De nieuwe wet Werk en Zekerheid heeft nogal wat gevolgen voor werknemers en werkgevers. Het Ontslagrecht wordt m.i. 1 juli 2015 ingrijpend gewijzigd. De wijzigingen worden in dit artikel verder uitgelegd.

Na ruim twee jaar van steggelen (Kunduz akkoord, Regeer akkoord, Sociaal akkoord) is uiteindelijk de WWZ tot stand gekomen en door publicatie in het Staatsblad op 24 juni 2014 geldend recht geworden.

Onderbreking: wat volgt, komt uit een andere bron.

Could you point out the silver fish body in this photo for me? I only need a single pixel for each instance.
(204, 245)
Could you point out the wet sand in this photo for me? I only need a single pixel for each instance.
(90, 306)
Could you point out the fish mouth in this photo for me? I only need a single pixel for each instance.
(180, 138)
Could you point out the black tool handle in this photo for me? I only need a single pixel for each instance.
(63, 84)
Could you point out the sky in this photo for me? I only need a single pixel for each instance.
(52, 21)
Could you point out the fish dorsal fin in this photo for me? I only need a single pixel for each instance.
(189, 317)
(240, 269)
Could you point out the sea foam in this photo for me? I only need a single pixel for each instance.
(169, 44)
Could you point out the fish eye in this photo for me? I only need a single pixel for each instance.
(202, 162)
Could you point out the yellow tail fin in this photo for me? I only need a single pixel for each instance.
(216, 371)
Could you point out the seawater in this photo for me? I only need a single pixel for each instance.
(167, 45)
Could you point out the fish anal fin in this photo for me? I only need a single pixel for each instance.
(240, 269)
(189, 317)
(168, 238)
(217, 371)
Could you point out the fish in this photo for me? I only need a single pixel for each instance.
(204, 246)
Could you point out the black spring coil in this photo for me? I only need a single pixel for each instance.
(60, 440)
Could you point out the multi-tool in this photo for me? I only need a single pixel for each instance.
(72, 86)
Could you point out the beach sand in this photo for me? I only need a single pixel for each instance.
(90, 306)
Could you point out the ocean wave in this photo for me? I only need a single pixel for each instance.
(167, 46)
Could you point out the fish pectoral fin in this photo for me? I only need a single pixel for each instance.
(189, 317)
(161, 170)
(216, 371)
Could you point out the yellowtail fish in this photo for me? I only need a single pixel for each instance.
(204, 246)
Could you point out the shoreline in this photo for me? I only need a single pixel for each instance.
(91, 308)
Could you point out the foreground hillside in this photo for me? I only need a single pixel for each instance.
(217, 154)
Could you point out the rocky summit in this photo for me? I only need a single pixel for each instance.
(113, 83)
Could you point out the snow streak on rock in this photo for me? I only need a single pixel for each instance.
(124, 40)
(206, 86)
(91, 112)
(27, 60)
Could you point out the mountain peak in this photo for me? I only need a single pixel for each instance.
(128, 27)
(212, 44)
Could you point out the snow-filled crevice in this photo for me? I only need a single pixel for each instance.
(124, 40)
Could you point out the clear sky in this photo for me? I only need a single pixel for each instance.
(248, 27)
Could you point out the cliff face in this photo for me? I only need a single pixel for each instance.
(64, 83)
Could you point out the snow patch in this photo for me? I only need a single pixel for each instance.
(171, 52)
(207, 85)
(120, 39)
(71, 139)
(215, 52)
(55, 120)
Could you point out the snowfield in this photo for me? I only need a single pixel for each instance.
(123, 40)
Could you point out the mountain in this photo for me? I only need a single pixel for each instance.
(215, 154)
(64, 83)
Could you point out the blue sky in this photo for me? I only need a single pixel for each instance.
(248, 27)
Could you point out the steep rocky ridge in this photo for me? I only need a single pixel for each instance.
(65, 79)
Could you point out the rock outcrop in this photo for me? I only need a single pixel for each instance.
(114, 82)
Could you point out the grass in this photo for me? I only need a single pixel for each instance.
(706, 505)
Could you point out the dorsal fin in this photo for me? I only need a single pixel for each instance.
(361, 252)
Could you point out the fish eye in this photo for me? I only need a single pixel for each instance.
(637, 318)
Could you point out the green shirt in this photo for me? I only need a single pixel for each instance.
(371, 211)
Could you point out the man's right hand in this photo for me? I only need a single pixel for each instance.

De WWZ voorziet in wetswijzigingen op diverse terreinen en deze wijzigingen hebben uiteenlopende invoeringsdata. De drie belangrijkste terreinen van de WWZ zijn:

Flexibele arbeid
Het Ontslagrecht
De Werkloosheidswet (WW)
In dit artikel wordt ingegaan op wijzigingen op het terrein van Het Ontslagrecht.

2) WWZ en Het Ontslagrecht

Met ingang van 1 juli 2015 wordt het ontslagrecht ingrijpend gewijzigd.

Ten eerste wordt de wijze waarop een arbeidsovereenkomst kan eindigen aangepast.

Ten tweede wordt er een wettelijke vergoedingsregeling ingevoerd; de zogenaamde ‘transitievergoeding’. Daarnaast kan, in bijzondere situaties, alsnog een additionele vergoeding door de kantonrechter worden toegekend; de zogenaamde ‘vergoeding naar billijkheid’.

Ten derde worden procedurele wijzigingen doorgevoerd.

Beëindiging van de arbeidsovereenkomst

Onder het huidige recht zijn er in principe 3 manieren om de arbeidsovereenkomst te beëindigen (hierbij worden de beëindiging van een tijdelijke arbeidsovereenkomst van rechtswege, ontslag tijdens de proeftijd, ontslag op staande voet of ontslag bij faillissement buiten beschouwing gelaten):

a) Opzegging door de werkgever

b) Ontbinding door de kantonrechter

c) Met wederzijds goedvinden

a) Een werkgever kan een arbeidsovereenkomst in de meeste gevallen alleen opzeggen wanneer hij beschikt over een ontslagvergunning van UWV.

b) Een kantonrechter kan een arbeidsovereenkomst ontbinden. Hij doet dit alleen indien hij oordeelt dat er voldoende ‘gewichtige redenen’ zijn.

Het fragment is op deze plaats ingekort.